Did I say that shit or just think it out loud again?

Megan’s mouth got out of control and went on a rampage. Before studio executives could have her fitted for a bridle Megan had started saying all sorts of things, like actresses are whores but she’s really a man, or maybe only a tranny (that lead to the rumors that she was born a man named Mitchell Reed Fox who was later surgically converted to the female persuasion). She also claimed that women have power because they have pussies sand men are afraid of that but that all people are basically bisexual. Then she said that her boss Michael Bay was Hitler and his boss Steven Spielberg had her fired. Maybe he wasn’t sure how seriously to take her – like the rest of us (She had ony run through half her material and was just getting around to men being latent homosexuals!).



Any Bay in a storm

Anyway Bay needed a hot chick who couldn’t necessarily act for his 3rd film. So he got that Victoria’s Secret model. She was used to walking around in her under wear in front of an audience so she might have what it takes to be an actress. The transplant didn’t take so he might as well have just gone for Adriana Lima. She’s good enough for multiple Superbowl ads (that’s how you know which one is the archangel)!

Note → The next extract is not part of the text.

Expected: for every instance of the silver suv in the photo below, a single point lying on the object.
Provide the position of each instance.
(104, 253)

from loose lips to loose ends

That left Meggers at loose ends. She wasn’t working much since Jennifer’s Body bombed. She was doing some B stuff that no one talked about, or saw. The Internet wasn’t even keeping track of her latest verbal diarrhea attack. It’s hard to keep a major Hollywood career afloat when people are forgetting about you.

“I can do Wonder Woman now – or even some Esurance commercials!”

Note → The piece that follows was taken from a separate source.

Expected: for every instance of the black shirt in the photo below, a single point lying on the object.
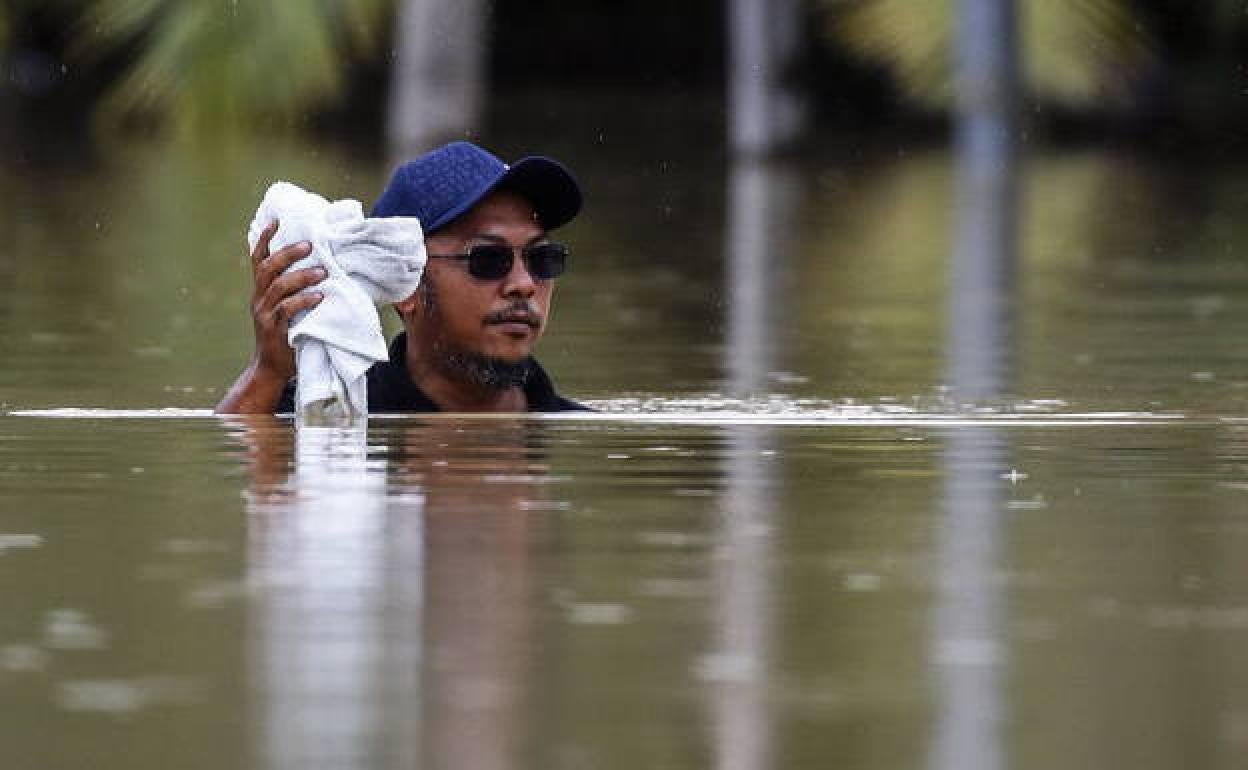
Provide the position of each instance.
(391, 388)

She tried to keep herself busy. She married longtime boyfriend BAG. She did a few adds. She waited for Comic Con to ask her back. That leaves a lot of slack in the schedule, and you can only fill up so much time playing Guitar Hero! So your probably wondering “how’s Ms Megan is handling early semi retirement?” The answer is worse than Erin Esurance! This heartbreaking recent pic of Megan tells the whole sad story.

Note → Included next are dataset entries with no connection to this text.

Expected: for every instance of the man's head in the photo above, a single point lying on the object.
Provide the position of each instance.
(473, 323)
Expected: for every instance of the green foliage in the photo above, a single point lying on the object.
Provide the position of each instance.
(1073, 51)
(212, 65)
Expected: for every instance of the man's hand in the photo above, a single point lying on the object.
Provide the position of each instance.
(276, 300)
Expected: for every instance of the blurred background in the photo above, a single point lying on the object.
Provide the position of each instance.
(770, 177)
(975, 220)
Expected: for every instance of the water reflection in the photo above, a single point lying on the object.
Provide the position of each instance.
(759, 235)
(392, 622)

There have been some scary celebrity crashes but this takes the cake!

a funny thing happened on the way to rehab

There’s just no rehab for that! Many of us have done that door stopper thing – though in most cases it was because of Asperger’s Syndrome. When otherwise normal people get there things are bad. So bad that I hear Megger’s has been asking around to find out if the Wonder Woman part is still available. Look at it from her point of view – it’s a rough spot for a chick who used to be the next Angelina Jolie and is now lower than Al Gore. So send some good vibes out her way and tell her Wondertrash sent ’em! Also be sure to see her in The Great Dictator with Sacha Baron Cohen! You really need to support her in this cause her door stop routine is getting ont he neighbors’ nerves.